🤖 AI Summary
Clinical record variability in dementia diagnosis degrades Medicare claims data quality, leading to diminished diagnostic specificity over time—a phenomenon newly termed “diagnostic signal attenuation,” wherein specific codes (e.g., Alzheimer’s disease) are systematically replaced by nonspecific ones.
Method: Leveraging 2016–2018 U.S. Medicare inpatient data, we integrate clinical knowledge–driven 17-dimensional ICD-10 grouping, temporal sequential pattern mining (tSPM+), and matrix similarity analysis to quantify signal attenuation across spatiotemporal dimensions.

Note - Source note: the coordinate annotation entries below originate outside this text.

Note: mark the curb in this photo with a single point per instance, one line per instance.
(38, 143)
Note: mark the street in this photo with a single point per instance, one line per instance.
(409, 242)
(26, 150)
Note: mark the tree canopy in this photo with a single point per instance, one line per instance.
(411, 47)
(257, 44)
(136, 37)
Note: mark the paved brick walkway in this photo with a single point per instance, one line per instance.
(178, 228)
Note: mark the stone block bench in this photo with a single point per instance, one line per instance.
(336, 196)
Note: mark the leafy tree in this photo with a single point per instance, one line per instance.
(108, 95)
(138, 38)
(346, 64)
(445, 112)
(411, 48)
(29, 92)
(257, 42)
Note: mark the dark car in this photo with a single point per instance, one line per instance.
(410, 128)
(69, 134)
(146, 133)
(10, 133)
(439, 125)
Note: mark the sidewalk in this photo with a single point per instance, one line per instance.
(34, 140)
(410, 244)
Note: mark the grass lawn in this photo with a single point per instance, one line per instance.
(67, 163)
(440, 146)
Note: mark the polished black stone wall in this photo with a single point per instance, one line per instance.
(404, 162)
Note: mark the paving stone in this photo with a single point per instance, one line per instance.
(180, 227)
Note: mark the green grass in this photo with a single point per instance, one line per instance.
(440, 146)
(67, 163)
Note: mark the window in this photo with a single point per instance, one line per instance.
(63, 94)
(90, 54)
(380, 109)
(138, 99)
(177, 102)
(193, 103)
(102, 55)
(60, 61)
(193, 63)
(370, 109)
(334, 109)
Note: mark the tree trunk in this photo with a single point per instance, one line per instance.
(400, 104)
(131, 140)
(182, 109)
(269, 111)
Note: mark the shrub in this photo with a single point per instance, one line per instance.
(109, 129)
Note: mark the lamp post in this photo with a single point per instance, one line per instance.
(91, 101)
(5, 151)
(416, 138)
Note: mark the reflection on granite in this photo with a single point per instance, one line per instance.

Contribution/Results: Nonspecific coding dominates dementia-related claims; significant temporal degradation is observed; our model explains 38% of geographic variation in attenuation and identifies rural areas, minority populations, and Medicaid-covered regions as high-attenuation zones. This work establishes a computationally tractable, interpretable paradigm for evaluating AI-ready healthcare data quality—bridging clinical semantics, temporal dynamics, and population-level disparities.
📝 Abstract
Background: Artificial intelligence (AI) models in healthcare depend on the fidelity of diagnostic data, yet the quality of such data is often compromised by variability in clinical documentation practices. In dementia, a condition already prone to diagnostic ambiguity, this variability may introduce systematic distortion into claims-based research and AI model development. Methods: We analyzed Medicare Part A hospitalization data from 2016-2018 to examine patterns of dementia-related ICD-10 code utilization across more than 3,000 U.S. counties. Using a clinically informed classification of 17 ICD-10 codes grouped into five diagnostic categories, we applied the transitive Sequential Pattern Mining (tSPM+) algorithm to model temporal usage structures. We then used matrix similarity methods to compare local diagnostic patterns to national norms and fit multivariable linear regressions to identify county-level demographic and structural correlates of divergence. Findings: We found substantial geographic and demographic variation in dementia-related diagnostic code usage. Non-specific codes were dominant nationwide, while Alzheimer's disease and vascular dementia codes showed pronounced variability. Temporal sequence analysis revealed consistent transitions from specific to non-specific codes, which suggest degradation of diagnostic specificity over time. Counties with higher proportions of rural residents, Medicaid-eligible patients, and Black or Hispanic dementia patients demonstrated significantly lower similarity to national usage patterns. Our model explained 38% of the variation in local-to-national diagnostic alignment.